Here’s the thing though: the Switch is built on an entirely different architecture as opposed to any of today’s consoles. Porting Diablo 4 (or any other game of its size and scope) to Nintendo’s insanely popular console, therefore, would be quite a complicated task.
And, depending on the way you look at it, it might not be worth the hassle.
As far as Diablo 4 goes, the Switch definitely wouldn’t provide the best and most seamless gaming experience. Slaying some beats and looting whilst on-the-go sure does sound like a spectacular thing, but it would nonetheless come with a myriad of limitations and the game itself almost surely wouldn’t be as epic and beautiful as it is on any other platform.
Even if Blizzard intends to bring Diablo 4 to more platforms, that probably isn’t going to happen in the next, say, four or five years, at which point the Nintendo Switch will most definitely be way past its life cycle.
Which brings us to our next point — and it’s a wholly important one:
Could Diablo 4 Come Out For the Nintendo Switch Pro?
That’s almost a given at this point.

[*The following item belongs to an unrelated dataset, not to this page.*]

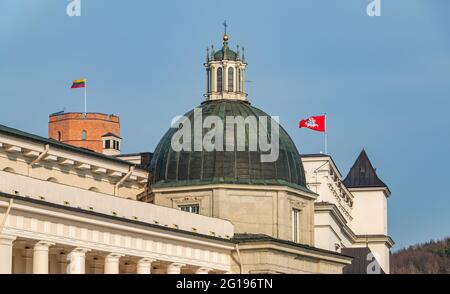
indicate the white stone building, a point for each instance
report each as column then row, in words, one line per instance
column 65, row 209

Rumors of a Switch Pro have been circulating the web for multiple years now and, with Nintendo’s current offering being vastly underpowered when compared to its competition, it’s fair to assume that the company is hard at work on delivering a much more powerful successor in, say, the next six to twelve months.
The Nintendo Switch has a very different demographic as opposed to, say, a PlayStation 5 or Xbox Series S|X, but it is nonetheless important for Nintendo to level the playing field.
The Switch Pro — or whatever it ends up being called — is bound to be a lot more powerful, and it’ll also supposedly employ NVIDIA’s truly incredible DLSS upscaler. That addition alone would serve as a tremendous boon and would no doubt allow the Switch Pro to compete on even footing with, say, a PlayStation 4 — if not even surpass it in terms of computing prowess.
That might not sound like that big of an upgrade, but it’s nonetheless a tremendous one given the console’s petite frame and thermal headroom.
The Switch Pro doesn’t have to compete with the PlayStation 5 or Xbox Series S|X from a sheer horsepower perspective — it just needs to come close and to offer a somewhat comparable gaming experience.
With these upgrades in mind, Diablo 4 (which already supports both DLSS and FSR) would both look and run a lot better than it would on the regular Nintendo Switch, so there’s a very real chance that Blizzard’s simply waiting for Nintendo to send in an SDK (Software Development Kit) before getting to work.
In other words: we’re bound to get Diablo 4 on the successor of the Nintendo Switch. If this console were to hit the market in Q4 2023 or, say, Q1 2024, Blizzard could have the game ready by 2025 at the earliest.
This is just an estimate, though, so keep that in mind.
Either way, Nintendo’s hybrid console (and its inevitable heir) is simply way too popular for Blizzard to ignore.